«Averroès & Rosa Parks» de Nicolas Philibert, psy seulement

Élisabeth Franck-Dumas / Libération – 20 mars 2024

Pour le deuxième volet de son triptyque documentaire – après Sur l’Adamant – Nicolas Philibert porte cette fois son regard attentif et humain sur deux unités psychiatriques de l’hôpital Esquirol.

L’endroit est si grand qu’il faut d’abord l’envisager au drone : une impressionnante suite de cours à portiques néoclassiques, bordant le bois de Vincennes, qui se déploie à l’écran dans toute sa splendeur carcérale. En 2023, le premier volet du triptyque documentaire consacré par Nicolas Philibert à une certaine forme de psychiatrie contemporaine plutôt enthousiasmante, Sur l’Adamant, récompensé par un ours d’or à Berlin, prenait ses quartiers sur le joli bateau du même nom, centre de jour dont l’enviable situation (sur la Seine en plein Paris) et la vocation (accueillir toutes sortes d’ateliers créatifs) offraient aux patients comme aux spectateurs des lignes de fuite et échappées, réelles ou symboliques – un appel d’air.

Ni voyeurisme ni surplomb

Le deuxième chapitre, le fascinant Averroès & Rosa Parks, consacré à des unités de soin relevant elles aussi du pôle psychiatrique de Paris-Centre, où l’on retrouve certains des personnages vus sur l’Adamant, est au contraire clos sur lui-même : l’on rentre dans le dur de la clinique, et l’on n’en sort pas.

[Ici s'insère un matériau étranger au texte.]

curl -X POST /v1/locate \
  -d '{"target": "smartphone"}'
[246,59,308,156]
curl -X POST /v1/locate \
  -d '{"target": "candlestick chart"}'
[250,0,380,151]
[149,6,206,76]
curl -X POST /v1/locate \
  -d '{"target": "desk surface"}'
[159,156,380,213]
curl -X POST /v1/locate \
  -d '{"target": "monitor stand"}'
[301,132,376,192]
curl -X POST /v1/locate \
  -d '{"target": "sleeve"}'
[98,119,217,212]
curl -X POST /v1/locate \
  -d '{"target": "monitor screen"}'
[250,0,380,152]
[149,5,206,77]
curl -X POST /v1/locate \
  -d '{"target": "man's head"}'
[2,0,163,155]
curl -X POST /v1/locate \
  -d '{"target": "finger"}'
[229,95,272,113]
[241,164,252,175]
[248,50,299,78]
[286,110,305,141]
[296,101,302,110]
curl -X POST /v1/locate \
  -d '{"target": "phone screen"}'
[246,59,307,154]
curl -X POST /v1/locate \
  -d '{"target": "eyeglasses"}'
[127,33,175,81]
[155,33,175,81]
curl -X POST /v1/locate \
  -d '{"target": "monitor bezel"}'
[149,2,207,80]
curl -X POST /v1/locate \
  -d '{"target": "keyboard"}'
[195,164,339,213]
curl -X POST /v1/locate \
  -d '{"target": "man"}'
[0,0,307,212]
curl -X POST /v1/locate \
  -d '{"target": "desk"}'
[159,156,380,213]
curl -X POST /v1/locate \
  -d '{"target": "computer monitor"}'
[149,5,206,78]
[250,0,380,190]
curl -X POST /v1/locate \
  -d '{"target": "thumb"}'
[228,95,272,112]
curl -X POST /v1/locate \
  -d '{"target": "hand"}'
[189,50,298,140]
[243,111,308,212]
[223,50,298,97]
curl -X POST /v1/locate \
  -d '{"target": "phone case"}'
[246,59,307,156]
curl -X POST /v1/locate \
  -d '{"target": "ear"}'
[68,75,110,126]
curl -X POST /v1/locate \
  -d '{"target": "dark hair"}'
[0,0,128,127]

Pendant plus de deux heures, se succèdent de longs face-à-face soignants-soignés, et de plus rares groupes de parole, chargés d’interroger les parcours de chacun, les motifs qui l’ont conduit, pendant des décennies parfois, à revenir dans le système psychiatrique, et interroger aussi, plus généralement, les modalités du soin. Car la psychiatrie, ce sont souvent les patients qui en parlent le mieux. «Dehors, c’est irrespirable, alors si à l’hôpital on ne peut pas respirer…»

Pas de voyeurisme, pas de surplomb, simplement un regard et une écoute attentive, le geste du cinéaste accompagnant ainsi celui du personnel hospitalier. Il nous rapproche des patients davantage qu’il nous en éloigne, les failles dévoilées semblant souvent des versions XXL d’aspérités dont chacun mesurera s’il peut les faire siennes. N’est pas donnée à voir, en revanche, la réalité d’un système psychiatrique exsangue (même si une patiente y fait allusion), c’est au contraire le temps long de la négociation, des microscopiques avancées, qui se trouve valorisé. Comment en sortir, s’en sortir ? Comment ne pas y revenir ? Tout le paradoxe du lieu est articulé par un médecin : il s’agit de voir comment l’hôpital, cet ensemble hors du monde, permettrait «de se réinscrire dans la réalité de la vie».

Fondations chancelantes

Pas que le monde extérieur se fasse oublier, qui fait irruption de manière fragmentée et multiforme : le désir d’être «un citoyen» et de payer ses impôts, le soin qui aiderait à «faire comme les autres», le quotidien vu comme un parcours d’embûches insurmontables… Et des fragments de parler administratif, de structures politiques surgissant comme un surmoi («le Conseil d’Etat est-il au courant ?»), de modes contemporaines, de noms de philosophes chargés de faire mouche sur l’interlocuteur, fragiles béquilles sur lesquelles appuyer des fondations chancelantes.

Souvent, la caméra s’arrête sur des fenêtres, dont la valeur métaphorique ne laisse jamais oublier ce qui sépare ces patients de nous, spectateurs, de l’autre côté de l’écran et de la vitre. Séparation effective certes, mais aussi mince et fragile qu’une plaque en verre, et dont le beau, le très humain travail du film, est de nous la rendre bel et bien invisible.